Rédigé par Sophie JUVENON | Sep 10, 2026, 6:00:01 AM

 

DDA, devoir de conseil, POG, RGPD, LCB-FT, formation continue… Pour les distributeurs d’assurance, la liste des obligations réglementaires est (très) longue. Le véritable défi ne réside pas dans le fait d’être conforme à un instant T. Il faut être capable de maintenir cette conformité sur la durée.

C’est tout l’intérêt de l’audit de conformité. Loin d’être un simple contrôle documentaire, il permet de prendre régulièrement du recul sur les pratiques de votre activité, d’identifier les axes d'amélioration et de mettre en place les actions correctives qui s'imposent.

Comment organiser cette démarche ? Quels sont les points à contrôler ? Et comment passer d’une conformité ponctuelle à une logique d’amélioration continue ?

On fait le point. ↓

  • Pourquoi réaliser régulièrement un audit de conformité ?

  • Quels sont les principaux points à contrôler durant l'audit ?

  • Audit de conformité : une méthode en 5 étapes

  • Comment assurer sa mise à jour réglementaire toute l’année ?

  • Les erreurs à éviter lors d'un audit de conformité

Pourquoi réaliser régulièrement un audit de conformité ?

Pour un courtier ou plus largement un distributeur d’assurance, la conformité ne peut pas être considérée comme un chantier que l’on réalise une fois pour toutes.

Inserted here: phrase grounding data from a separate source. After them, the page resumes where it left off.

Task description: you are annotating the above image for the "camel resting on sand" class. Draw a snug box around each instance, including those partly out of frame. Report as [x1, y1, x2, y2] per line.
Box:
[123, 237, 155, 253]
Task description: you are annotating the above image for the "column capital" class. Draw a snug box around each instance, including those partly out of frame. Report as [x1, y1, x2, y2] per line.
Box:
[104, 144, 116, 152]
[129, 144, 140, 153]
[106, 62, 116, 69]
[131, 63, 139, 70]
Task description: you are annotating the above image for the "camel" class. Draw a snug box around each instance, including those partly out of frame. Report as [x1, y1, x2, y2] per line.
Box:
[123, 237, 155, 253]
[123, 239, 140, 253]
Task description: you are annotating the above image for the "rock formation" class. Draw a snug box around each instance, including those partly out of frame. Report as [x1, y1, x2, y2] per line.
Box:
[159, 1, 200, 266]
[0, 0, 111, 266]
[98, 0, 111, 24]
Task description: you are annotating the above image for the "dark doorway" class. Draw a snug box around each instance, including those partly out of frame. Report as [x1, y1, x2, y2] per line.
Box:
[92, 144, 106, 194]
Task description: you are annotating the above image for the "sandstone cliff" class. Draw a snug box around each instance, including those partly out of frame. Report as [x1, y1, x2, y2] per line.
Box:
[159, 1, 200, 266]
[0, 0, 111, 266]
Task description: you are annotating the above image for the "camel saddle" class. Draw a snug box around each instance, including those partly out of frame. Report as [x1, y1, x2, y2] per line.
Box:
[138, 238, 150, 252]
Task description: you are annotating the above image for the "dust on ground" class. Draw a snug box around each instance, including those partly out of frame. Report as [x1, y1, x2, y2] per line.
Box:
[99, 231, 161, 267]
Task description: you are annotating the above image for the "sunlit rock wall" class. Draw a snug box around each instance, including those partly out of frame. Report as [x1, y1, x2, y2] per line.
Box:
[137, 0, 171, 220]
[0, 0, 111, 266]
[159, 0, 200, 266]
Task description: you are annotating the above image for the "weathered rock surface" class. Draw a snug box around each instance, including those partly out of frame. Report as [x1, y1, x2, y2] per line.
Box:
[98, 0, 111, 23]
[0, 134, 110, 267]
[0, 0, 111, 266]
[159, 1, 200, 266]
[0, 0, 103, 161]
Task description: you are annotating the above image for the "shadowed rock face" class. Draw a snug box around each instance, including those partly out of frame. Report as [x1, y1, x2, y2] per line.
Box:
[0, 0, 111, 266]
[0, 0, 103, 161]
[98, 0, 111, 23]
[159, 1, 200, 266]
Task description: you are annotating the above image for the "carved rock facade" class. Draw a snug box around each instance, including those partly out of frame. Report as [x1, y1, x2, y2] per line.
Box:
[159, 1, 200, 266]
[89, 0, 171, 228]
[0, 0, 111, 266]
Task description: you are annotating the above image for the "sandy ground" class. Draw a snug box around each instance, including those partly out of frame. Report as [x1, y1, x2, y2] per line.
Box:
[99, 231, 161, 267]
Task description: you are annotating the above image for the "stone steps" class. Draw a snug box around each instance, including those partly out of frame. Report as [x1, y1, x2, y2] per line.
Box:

Les textes évoluent. Les recommandations des autorités également. Mais ce sont aussi les pratiques du cabinet qui changent : nouveaux collaborateurs, nouveaux produits, nouveaux partenaires assureurs, évolution du système d’information, nouveaux parcours de souscription ou encore utilisation croissante de l’intelligence artificielle...

Une procédure parfaitement adaptée il y a trois ans ne répond pas nécessairement aux pratiques actuelles du cabinet.

L’audit de conformité prend donc tout son sens pour confronter les obligations applicables avec la réalité du terrain.

Il vérifie que :

  • les procédures internes sont toujours à jour ;
  • les équipes les appliquent réellement ;
  • les dossiers clients contiennent les preuves nécessaires ;
  • les nouvelles obligations ont bien été intégrées ;
  • les éventuels écarts sont identifiés et corrigés.

Disposer d'une procédure ne suffit pas : il faut pouvoir démontrer qu’elle est correctement appliquée dans les dossiers clients.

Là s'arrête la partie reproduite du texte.